Derbyshire is best known for the Dr Who theme tune, made in collaboration with Ron Grainer who provided a skeleton of the melody. Even now, her name is missing from the show’s credits. Her original version was one of the first electronic sounds to be heard on TV, and later collaborations with other musicians mean that she is often cited as a major influence on the electronic scene of the 1980s and 90s.
But when she first joined the Radiophonic Workshop, used by the BBC for making sound effects as well as incidental music for futuristic cartoons, ‘music’ was a banned word among the few quirky employees. ‘Don’t mention the M word’ she is told on her first day. While other countries such as Germany proclaimed these kinds of artists as avant-garde heroes, Derbyshire and her colleagues were seen as oddballs and their department was grossly underfunded.

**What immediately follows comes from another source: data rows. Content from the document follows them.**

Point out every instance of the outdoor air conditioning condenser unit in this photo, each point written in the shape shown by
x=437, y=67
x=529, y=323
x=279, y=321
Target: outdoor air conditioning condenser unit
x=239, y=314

Director Caroline Catz, who also plays Derbyshire in these reimagined scenes, mirrors the experimental work that the Workshop carried out and the makeshift methods that the employers used by casting a layer of theatricality into her film. The Workshop, resembling a recording studio, is shown clearly to be part of a film set where actors double up on roles. Catz makes do in the same way that the Workshop made do with its limited budget.
In these early scenes where we see Derbyshire working on her sounds, and where the history of this kind of music is traced right back to Francis Bacon (the philosopher rather than the artist) the story is gripping. The 1960s’ vision of a work-free future is both comical and frightening.
But the film gets caught up in her collaborations with David Vorhaus and Brian Hodgson, and the album they made at the Kaleidophon Studios under the name White Noise. As Derbyshire appears to get involved with drugs, alcohol and snuff, the film loses focus. This may be to underline her own loss of focus, as she falls behind in her work, but the film settles too long in this period and the rest of her life is rattled off too quickly at the end.
Interviews with various of her collaborators pepper this 100-minute film along with endless images of Catz riding a bicycle in front of a projected film as if she is Nerys Hughes in the BBC’s District Nurse of the 1980s. In the same studio where Derbyshire’s life is being recast, we see performance artist Cosey Fanni Tutti working with Derbyshire’s tapes and creating a soundtrack for the film. Cosey Fanni Tutti remarks that their lives are very similar, but without further information about her life, it’s hard for the audience to see this connection.
Derbyshire explains that her inspiration is the sound of the air raid sirens of the Second World War, and it’s easy to hear this influence in the Dr Who theme, which has become her most famous legacy. It was the sound of the future. But as this film, and its staging makes clear, this future was very much of it times.